Starring Owen Wilson and Woody Harrelson, this animated film involves turkeys that travel back in time in attempt to stop turkeys from being eaten on Thanksgiving. As an APUSH student, I can tell you that this might not be historically accurate, but we’ll look past that flaw for the sake of this review.
The biggest problem with this film is that it tries to do too much. Free Birds attempts to be a buddy-comedy, a sci-fi adventure, a romance story, a coming-of-age tale, and a war movie all in one. It ends up doing none of them well. This lack of focus took me out of the movie and left me more confused than entertained.
Even in terms of kids’ films, this movie isn’t that funny. It never fully lost me, every once in a while there’d be a joke that caught me off-guard, but for the most part it was kind of painful to sit through. I know that it’s a kids’ movie and the target audience is eight-year-olds who don’t know any better, but that still doesn’t make this movie good.

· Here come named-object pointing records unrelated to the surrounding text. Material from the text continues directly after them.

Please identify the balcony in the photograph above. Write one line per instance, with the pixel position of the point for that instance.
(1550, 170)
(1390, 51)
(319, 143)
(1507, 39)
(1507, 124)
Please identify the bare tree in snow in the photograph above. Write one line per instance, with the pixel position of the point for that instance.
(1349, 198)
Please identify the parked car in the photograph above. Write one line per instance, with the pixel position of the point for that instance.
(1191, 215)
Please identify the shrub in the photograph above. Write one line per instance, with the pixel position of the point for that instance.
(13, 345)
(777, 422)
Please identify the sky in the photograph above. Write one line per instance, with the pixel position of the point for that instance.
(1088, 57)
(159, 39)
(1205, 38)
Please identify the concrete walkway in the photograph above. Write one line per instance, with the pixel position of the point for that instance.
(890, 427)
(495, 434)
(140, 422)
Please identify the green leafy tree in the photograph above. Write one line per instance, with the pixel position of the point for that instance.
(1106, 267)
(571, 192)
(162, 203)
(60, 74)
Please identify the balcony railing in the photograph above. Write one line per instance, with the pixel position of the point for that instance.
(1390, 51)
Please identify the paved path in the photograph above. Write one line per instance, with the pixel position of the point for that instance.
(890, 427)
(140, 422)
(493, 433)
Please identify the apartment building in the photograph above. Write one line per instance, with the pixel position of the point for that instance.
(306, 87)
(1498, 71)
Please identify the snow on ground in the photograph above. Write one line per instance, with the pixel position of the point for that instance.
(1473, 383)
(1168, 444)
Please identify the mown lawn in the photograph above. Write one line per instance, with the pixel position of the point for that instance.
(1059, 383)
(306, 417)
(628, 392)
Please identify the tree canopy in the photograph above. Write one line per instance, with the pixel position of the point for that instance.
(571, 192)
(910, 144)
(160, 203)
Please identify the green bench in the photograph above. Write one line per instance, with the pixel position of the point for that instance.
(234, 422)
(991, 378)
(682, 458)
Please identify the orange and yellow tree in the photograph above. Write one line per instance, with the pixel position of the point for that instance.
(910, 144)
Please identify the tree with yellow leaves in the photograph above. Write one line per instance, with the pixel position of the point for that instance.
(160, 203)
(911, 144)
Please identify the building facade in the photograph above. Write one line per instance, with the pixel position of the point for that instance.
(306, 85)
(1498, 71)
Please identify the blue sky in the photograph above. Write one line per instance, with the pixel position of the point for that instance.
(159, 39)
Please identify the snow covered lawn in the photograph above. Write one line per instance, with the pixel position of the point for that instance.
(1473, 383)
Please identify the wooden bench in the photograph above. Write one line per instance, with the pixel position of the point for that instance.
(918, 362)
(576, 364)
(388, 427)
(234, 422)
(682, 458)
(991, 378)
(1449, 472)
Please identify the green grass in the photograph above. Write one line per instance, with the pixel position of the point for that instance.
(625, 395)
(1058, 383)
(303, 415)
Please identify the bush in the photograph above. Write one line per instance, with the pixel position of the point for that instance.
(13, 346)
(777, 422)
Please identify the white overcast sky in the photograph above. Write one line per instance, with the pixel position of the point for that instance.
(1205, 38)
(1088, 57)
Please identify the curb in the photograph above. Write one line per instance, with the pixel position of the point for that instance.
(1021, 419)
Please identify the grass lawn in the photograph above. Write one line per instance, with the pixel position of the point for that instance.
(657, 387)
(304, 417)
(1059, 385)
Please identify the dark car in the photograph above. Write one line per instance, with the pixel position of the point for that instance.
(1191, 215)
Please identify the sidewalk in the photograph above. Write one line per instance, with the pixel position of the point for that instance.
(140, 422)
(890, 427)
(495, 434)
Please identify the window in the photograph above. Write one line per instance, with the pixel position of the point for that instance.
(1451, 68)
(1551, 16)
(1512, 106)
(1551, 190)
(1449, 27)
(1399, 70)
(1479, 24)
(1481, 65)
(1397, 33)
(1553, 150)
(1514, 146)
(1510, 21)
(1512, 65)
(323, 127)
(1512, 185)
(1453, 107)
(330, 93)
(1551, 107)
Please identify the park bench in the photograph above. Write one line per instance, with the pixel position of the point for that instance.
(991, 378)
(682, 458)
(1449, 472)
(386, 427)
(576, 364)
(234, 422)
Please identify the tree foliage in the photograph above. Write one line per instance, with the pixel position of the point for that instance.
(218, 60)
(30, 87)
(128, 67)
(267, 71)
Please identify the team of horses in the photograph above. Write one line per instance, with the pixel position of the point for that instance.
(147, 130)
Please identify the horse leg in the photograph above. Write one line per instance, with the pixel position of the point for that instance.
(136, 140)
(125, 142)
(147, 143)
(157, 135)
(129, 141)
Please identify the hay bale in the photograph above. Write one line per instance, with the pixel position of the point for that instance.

The most baffling part of this movie though is the weird, contradictory political message. On one hand it touches on animal cruelty and how there are other options, then on the other hand the other option the film presents is fast food. Not to mention the moral ambiguity and animal cruelty behind that, unironically preaching how great fast food is to kids isn’t a great way to end a film.
There are also just some straight-up strange choices in Free Birds. When going back in time to 1620, all of the turkeys are Native American. Face paint and all. It’s a small detail, and I’d hesitate to call it truly racist., but it’s something that bothered me for a large chunk of the film.
On that note the movie isn’t all bad. There’s a strong female character, which is nice. I also want to congratulate Free Birds for making the first homoerotic turkey movie. It’s not the worst thing of all time, but it’s nothing you should be wasting your time with. And it’s probably nothing you want to show your kids either. 3/10.